Information aux riverains : défaillante ?
Qu’en est-il alors de l’information des résidents ? S’est-elle améliorée ? Selon l’élue Primo ! Michèle Dittlot, ce point, aussi, laisse à désirer : « Les exemples du manque de communication sont encore trop nombreux. Cela a été le cas pour les locataires des Caroubiers qui sont voisins du chantier du nouvel hôpital, a-t-elle indiqué. Il faut que les riverains connaissent la durée des travaux, les horaires de travail des ouvriers, les éventuelles dérogations qui seront accordées. Ce sont autant de choses qui vont permettre aux personnes de mieux s’organiser pour leurs activités.
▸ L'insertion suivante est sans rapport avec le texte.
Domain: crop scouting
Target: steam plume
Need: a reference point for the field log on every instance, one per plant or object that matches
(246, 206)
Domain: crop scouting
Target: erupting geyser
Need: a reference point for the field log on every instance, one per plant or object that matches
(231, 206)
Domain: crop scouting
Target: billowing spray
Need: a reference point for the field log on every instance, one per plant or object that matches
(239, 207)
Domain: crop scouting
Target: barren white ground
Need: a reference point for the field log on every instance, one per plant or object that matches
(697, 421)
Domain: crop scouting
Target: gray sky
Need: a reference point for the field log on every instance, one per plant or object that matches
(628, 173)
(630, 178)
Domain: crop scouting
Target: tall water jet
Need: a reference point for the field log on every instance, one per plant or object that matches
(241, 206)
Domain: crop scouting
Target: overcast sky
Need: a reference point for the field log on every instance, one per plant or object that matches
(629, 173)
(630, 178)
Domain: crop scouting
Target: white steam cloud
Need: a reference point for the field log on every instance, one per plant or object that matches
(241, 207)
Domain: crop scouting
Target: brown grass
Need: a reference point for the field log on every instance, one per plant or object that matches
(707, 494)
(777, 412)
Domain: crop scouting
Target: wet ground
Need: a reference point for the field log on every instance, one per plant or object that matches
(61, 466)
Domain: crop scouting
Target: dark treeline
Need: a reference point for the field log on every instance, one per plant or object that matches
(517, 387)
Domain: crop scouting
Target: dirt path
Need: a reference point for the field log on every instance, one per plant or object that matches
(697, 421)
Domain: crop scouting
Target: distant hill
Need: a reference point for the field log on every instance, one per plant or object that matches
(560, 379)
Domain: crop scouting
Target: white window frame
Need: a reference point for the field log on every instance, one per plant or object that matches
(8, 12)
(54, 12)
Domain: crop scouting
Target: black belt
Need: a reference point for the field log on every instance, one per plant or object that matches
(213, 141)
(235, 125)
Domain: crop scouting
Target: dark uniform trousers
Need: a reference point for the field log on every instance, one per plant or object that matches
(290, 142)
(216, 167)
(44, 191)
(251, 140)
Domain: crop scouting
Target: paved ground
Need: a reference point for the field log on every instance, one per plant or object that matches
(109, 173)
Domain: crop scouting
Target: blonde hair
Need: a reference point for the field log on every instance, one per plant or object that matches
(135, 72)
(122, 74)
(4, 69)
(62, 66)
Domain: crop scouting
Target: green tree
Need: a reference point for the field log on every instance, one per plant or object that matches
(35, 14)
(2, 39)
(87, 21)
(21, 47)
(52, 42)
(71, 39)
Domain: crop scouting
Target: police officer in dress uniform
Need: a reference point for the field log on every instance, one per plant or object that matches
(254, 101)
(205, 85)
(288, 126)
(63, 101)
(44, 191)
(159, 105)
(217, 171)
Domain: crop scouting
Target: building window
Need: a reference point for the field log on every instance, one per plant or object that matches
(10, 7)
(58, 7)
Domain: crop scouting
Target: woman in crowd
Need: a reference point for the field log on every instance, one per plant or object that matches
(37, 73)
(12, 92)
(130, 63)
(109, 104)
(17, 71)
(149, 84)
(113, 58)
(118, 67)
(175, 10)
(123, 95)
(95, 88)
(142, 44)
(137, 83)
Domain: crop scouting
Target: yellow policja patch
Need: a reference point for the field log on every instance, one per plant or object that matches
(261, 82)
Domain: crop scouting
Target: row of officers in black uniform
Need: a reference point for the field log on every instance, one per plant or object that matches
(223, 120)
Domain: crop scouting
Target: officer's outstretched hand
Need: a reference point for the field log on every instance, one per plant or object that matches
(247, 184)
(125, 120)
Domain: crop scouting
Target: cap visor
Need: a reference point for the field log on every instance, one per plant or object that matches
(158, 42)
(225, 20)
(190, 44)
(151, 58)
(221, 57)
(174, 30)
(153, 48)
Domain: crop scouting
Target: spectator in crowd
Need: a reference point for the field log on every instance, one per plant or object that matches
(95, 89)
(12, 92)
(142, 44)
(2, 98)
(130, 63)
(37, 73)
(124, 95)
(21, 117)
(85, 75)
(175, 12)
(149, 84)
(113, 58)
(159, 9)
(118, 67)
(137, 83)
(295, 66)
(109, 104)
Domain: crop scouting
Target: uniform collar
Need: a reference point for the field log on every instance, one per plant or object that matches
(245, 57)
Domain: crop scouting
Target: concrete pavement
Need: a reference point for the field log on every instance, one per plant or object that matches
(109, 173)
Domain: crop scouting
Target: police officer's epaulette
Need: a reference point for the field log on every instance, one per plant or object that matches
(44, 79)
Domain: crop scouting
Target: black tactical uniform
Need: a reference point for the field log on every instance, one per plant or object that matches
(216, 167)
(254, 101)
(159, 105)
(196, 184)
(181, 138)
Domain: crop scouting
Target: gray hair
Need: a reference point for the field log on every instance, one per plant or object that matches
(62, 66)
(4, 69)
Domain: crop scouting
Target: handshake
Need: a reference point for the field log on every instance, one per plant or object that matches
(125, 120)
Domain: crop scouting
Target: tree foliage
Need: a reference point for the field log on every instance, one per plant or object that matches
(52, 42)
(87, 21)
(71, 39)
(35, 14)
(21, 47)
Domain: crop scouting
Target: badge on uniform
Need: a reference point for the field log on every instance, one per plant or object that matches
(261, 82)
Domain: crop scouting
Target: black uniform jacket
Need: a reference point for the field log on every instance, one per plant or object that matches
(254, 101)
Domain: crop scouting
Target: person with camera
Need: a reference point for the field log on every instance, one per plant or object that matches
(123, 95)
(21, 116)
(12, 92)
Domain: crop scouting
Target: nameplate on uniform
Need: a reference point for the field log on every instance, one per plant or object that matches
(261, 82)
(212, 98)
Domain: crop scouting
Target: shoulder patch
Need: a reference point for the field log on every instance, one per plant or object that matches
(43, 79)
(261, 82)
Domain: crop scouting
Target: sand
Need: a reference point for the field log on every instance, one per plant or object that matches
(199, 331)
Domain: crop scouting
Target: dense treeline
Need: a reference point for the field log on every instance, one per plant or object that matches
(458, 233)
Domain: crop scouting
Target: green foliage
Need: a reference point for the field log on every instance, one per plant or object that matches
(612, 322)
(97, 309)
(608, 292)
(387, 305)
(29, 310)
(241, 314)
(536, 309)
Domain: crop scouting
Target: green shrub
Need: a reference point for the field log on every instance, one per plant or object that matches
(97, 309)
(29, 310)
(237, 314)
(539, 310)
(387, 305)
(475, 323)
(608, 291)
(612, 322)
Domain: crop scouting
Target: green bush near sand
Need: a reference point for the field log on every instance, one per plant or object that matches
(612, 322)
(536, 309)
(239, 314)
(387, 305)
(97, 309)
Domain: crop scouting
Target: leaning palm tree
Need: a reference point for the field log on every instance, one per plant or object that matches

Il faut que le gouvernement s’assure que les entreprises des chantiers privés en fassent de même. » De son côté le gouvernement a répondu que l’information aux riverains a été renforcée et que des réunions en amont des chantiers et pendant les travaux, ont bel et bien lieu. Les riverains peuvent également signaler aux services de l’Etat s’il y a telle ou telle infraction ou incivilité constatée sur un chantier.
Ressenti des promoteurs
Et les promoteurs dans tout ça ? Qu’en pensent-ils ? « Vous dites que les chantiers ne sont pas exemplaires. Il est certain que l’on peut encore amener des améliorations. Mais de gros efforts ont été faits par les différents services, les entreprises, et les promoteurs », assure Marie-Pierre Gramaglia. Avant de conclure : « Le conseil national nous fait part du sentiment de la population selon lequel il n’y a pas assez de contrôles et de pénalités. Nous avons, de notre côté, le ressenti des promoteurs et des entreprises qui nous disent qu’il est de plus en plus difficile de travailler, que les contrôles sont nombreux, et que l’on devient très exigent… »
(1) Pour montrer leur insatisfaction, les 21 élus de la majorité Primo ! et l’élu Union monégasque Jean-Louis Grinda, ont voté contre le chapitre « Grands travaux — urbanisme » du projet de loi sur le budget rectificatif 2019.